JW:[Jake] You're right, we are gonna go down some rabbit holes. We did, you really kind of hammered on debt. And I think that is the X factor right now because, let's face it, rents are still rising. They might be stabilizing, assets are performing, they're still a housing shortage. But the issue is debt. And I think you spend a little bit of time talking about debt and some of the factors. One of the things you mentioned, which I think is really interesting, I want to get a little bit more information on it, is the interest rate arbitrage or hedging. Can you go a little bit deeper on what you guys are doing there?
[ WH:Whitney] Well, yeah, so I mean, let me just set it in principles, right now. Is, I know investors when I hop on the phone with them, they're scared. They're just like, well, what happens whenever interest rates go up to 7%, 8%, 9%, maybe even higher? Well, this particular recession is inflationary driven. So even though the government is disclosing an 8.6% inflation rate, that was at the end of May, arguably it's probably much higher. We're gonna see a higher rate disclosed here very soon. If I'm borrowing at 5% or 6%, I'm getting paid 3% to hold the asset, whether I rent it out and put a stream of income on it or not. So that's huge. Now, if we're actually, can argue that inflation's actually probably closer to 14 or 15%, you can see how that arbitrage very much works into an investor's favor.
JW:Yeah, it's a good point, right? Because it's not really a cash flow benefit at the moment, but it is an asset benefit to saying, there's a school of thought that like when you're in a high inflationary period, you wanna put as much debt on things as you possibly can, because basically the cost of the debt goes down dramatically because inflation is just eating it away.
WH:[Whitney] The inflation erodes the debt.

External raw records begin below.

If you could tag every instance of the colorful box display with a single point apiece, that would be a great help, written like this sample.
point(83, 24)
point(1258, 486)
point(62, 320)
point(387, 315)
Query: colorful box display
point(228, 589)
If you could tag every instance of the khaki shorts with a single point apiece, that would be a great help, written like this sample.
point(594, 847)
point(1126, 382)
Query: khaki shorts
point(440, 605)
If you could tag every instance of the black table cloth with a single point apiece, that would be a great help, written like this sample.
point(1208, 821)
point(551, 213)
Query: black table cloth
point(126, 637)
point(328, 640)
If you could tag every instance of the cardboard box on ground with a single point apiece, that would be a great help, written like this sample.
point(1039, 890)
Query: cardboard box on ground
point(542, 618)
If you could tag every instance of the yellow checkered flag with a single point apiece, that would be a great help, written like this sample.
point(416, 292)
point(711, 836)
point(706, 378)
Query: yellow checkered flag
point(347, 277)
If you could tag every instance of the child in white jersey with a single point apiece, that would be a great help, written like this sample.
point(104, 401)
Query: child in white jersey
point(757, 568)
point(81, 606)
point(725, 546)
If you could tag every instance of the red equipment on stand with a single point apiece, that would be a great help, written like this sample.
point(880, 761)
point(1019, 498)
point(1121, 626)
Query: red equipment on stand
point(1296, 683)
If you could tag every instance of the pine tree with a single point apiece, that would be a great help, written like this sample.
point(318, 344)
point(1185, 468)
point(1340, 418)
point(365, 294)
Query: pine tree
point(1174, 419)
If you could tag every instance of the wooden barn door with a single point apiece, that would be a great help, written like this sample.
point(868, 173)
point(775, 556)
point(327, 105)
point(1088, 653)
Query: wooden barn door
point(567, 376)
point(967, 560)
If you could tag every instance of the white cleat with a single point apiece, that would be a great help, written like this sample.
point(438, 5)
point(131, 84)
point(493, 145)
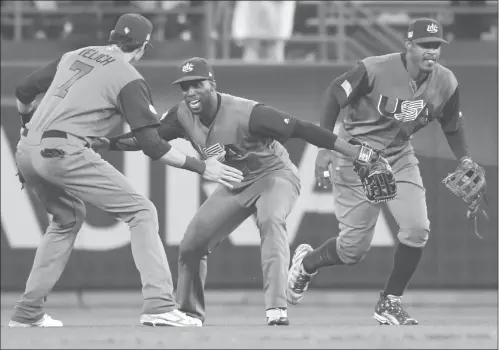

Let's just say, maybe, if somebody has debt on their primary house, maybe that's probably the most tangible. And, example, for a lot of people they may not wanna refinance right now, right? They're, if they refinanced in 2020, 2021, they might have a, 2.5% interest rate or a 3% interest rate. And they have so much equity stuck in their house and they don't wanna refinance right now and take that cash out because, oh my gosh, I've now had to pay 5% or 6% on my primary residence, you're still getting paid and it's really hard for the brain to kind of figure out that math. You're still getting paid, you're still able to arbitrage that interest rate environment. Now, what happens when inflation drops back down to two or 3% we need to be able to reposition the debt on the property because then we'll be upside down the other direction. And so what you want, either personally or, investing professionally, you wanna make sure that you are with a seasoned group of operators that are, one, keeping their eye on that. Number two, have a deep bench of relationships into government sponsored entity markets, into the general capital market as well, to be able to navigate out of that debt in the most appropriate time. Also you wanna make sure that they aren't putting debt on your investments that have long lockout periods or high prepayment penalties so they can be nimble in to leverage that interest rate arbitrage.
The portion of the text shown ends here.